Generate an audio-synchronized video from an explicit input audio clip.

| Parameter | Type | Required | Description |
|-----------|------|----------|-------------|
| `prompt` | `string` | **Yes** | Describe the visuals to generate while letting the supplied audio drive timing and rhythm. |
| `reference_audio_url` | `string` | **Yes** | Audio file used to drive the video. Supports inline base64-encoded MP3, M4A, or WAV `data:` URIs only; remote `http(s)` URLs are not allowed. |
| `reference_image_url` | `string` | No | Optional image to use as the subject or first frame. Supports inline base64-encoded PNG or JPEG `data:` URIs only; remote `http(s)` URLs are not allowed. |
| `audio_start` | `number` | No | Start offset in seconds into the input audio. Default: 0. |
| `duration` | `number` | No | Output video duration in seconds. Range: 1-20. Default: 5. |
| `width` | `number` | No | Output video width in pixels. |
| `height` | `number` | No | Output video height in pixels. |
| `model` | `string` | No | Audio-driven video model. Current public schema includes `ltx23-22b-fp8_ia2v_distilled`, `ltx23-22b-fp8_a2v_distilled`, and `wan_v2.2-14b-fp8_s2v_lightx2v`. |
| `number_of_variations` | `number` | No | Number of video variations to generate. Range: 1-16. Default: 1. |
| `seed` | `number` | No | Random seed for reproducible generation. Use `-1` for random. |

**Notes:**

- Use this for music videos, lip-sync style clips, and audio-reactive visuals.
- This public API expects explicit inline audio/image data URIs. It does not rely on chat-session audio history.

---

### sogni_video_to_video

Transform an existing video using video-to-video or motion-transfer workflows.

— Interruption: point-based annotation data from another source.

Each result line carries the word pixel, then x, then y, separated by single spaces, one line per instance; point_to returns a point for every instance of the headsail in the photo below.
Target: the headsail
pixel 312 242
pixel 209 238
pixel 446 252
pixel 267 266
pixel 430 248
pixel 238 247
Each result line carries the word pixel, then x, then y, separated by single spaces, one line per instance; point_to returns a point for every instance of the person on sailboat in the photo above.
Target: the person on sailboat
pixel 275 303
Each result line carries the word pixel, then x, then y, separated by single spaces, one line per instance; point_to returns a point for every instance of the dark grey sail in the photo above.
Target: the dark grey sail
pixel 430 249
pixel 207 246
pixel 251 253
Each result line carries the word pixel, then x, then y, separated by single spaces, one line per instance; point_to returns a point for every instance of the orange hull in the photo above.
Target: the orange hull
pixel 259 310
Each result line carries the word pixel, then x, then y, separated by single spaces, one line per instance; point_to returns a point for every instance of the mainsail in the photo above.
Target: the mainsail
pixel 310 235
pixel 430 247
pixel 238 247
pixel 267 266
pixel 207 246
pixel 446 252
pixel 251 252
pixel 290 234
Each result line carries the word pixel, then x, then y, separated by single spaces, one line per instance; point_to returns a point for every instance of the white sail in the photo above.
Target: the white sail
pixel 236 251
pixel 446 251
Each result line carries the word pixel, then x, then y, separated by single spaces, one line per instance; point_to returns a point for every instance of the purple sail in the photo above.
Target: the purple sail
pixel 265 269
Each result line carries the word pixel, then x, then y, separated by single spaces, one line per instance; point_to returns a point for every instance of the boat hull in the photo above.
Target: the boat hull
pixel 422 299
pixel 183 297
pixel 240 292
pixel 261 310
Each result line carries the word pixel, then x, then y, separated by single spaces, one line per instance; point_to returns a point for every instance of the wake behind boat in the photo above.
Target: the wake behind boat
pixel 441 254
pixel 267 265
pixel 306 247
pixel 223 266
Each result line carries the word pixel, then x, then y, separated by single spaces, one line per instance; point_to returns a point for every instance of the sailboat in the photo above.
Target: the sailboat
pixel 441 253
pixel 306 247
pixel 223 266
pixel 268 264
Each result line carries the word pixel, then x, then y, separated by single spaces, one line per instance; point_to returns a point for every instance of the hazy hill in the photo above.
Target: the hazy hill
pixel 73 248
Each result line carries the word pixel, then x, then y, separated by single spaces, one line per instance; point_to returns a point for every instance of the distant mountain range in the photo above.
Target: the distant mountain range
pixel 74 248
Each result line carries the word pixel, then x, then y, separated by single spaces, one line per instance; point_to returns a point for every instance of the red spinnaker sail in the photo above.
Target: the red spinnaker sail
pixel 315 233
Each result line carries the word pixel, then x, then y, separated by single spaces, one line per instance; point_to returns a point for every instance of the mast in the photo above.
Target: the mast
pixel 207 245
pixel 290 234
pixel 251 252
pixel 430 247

| Parameter | Type | Required | Description |
|-----------|------|----------|-------------|
| `prompt` | `string` | **Yes** | Describe the target appearance or transformation in present tense. |
| `reference_video_url` | `string` | **Yes** | Source video to transform. Supports inline base64-encoded MP4 or MOV/QuickTime `data:` URIs only; remote `http(s)` URLs are not allowed. |
| `negative_prompt` | `string` | No | Things to avoid in the generated video. |
| `control_mode` | `string` | No | One of `animate-move`, `animate-replace`, `canny`, `pose`, `depth`, or `detailer`. |
| `reference_image_url` | `string` | No | Optional reference image for animate workflows or pose-guided appearance control. Required for `animate-move` and `animate-replace`. Supports inline base64-encoded PNG or JPEG `data:` URIs only; remote `http(s)` URLs are not allowed. |
| `reference_audio_identity_url` | `string` | No | Optional voice identity clip for LTX-2.3 v2v workflows. Supports inline base64-encoded MP3, M4A, or WAV `data:` URIs only; remote `http(s)` URLs are not allowed. |
| `audio_identity_strength` | `number` | No | How strongly to apply `reference_audio_identity_url`. Range: 0-10. |
| `video_start` | `number` | No | Start offset in seconds into the source video. |
| `duration` | `number` | No | Output video duration in seconds. Range: 1-20. Default: 5. |
| `width` | `number` | No | Output video width in pixels. |
| `height` | `number` | No | Output video height in pixels. |
| `detailer_strength` | `number` | No | Optional detailer LoRA strength for LTX-2.3 control workflows. Range: 0-1. |
| `model` | `string` | No | Video-to-video model. Current public schema includes `ltx23-22b-fp8_v2v_distilled`, `wan_v2.2-14b-fp8_animate-move_lightx2v`, and `wan_v2.2-14b-fp8_animate-replace_lightx2v`. |
| `number_of_variations` | `number` | No | Number of video variations to generate. Range: 1-16. Default: 1. |
| `seed` | `number` | No | Random seed for reproducible generation. Use `-1` for random. |

**Notes:**

- `animate-move` and `animate-replace` are WAN animate workflows.
- `canny`, `pose`, `depth`, and `detailer` are LTX-2.3 v2v ControlNet workflows.
- This public API expects explicit inline video/image/audio data URIs instead of app-local file indices.

---

### sogni_generate_music

Generate a music track or song using AI music generation on the Sogni Supernet.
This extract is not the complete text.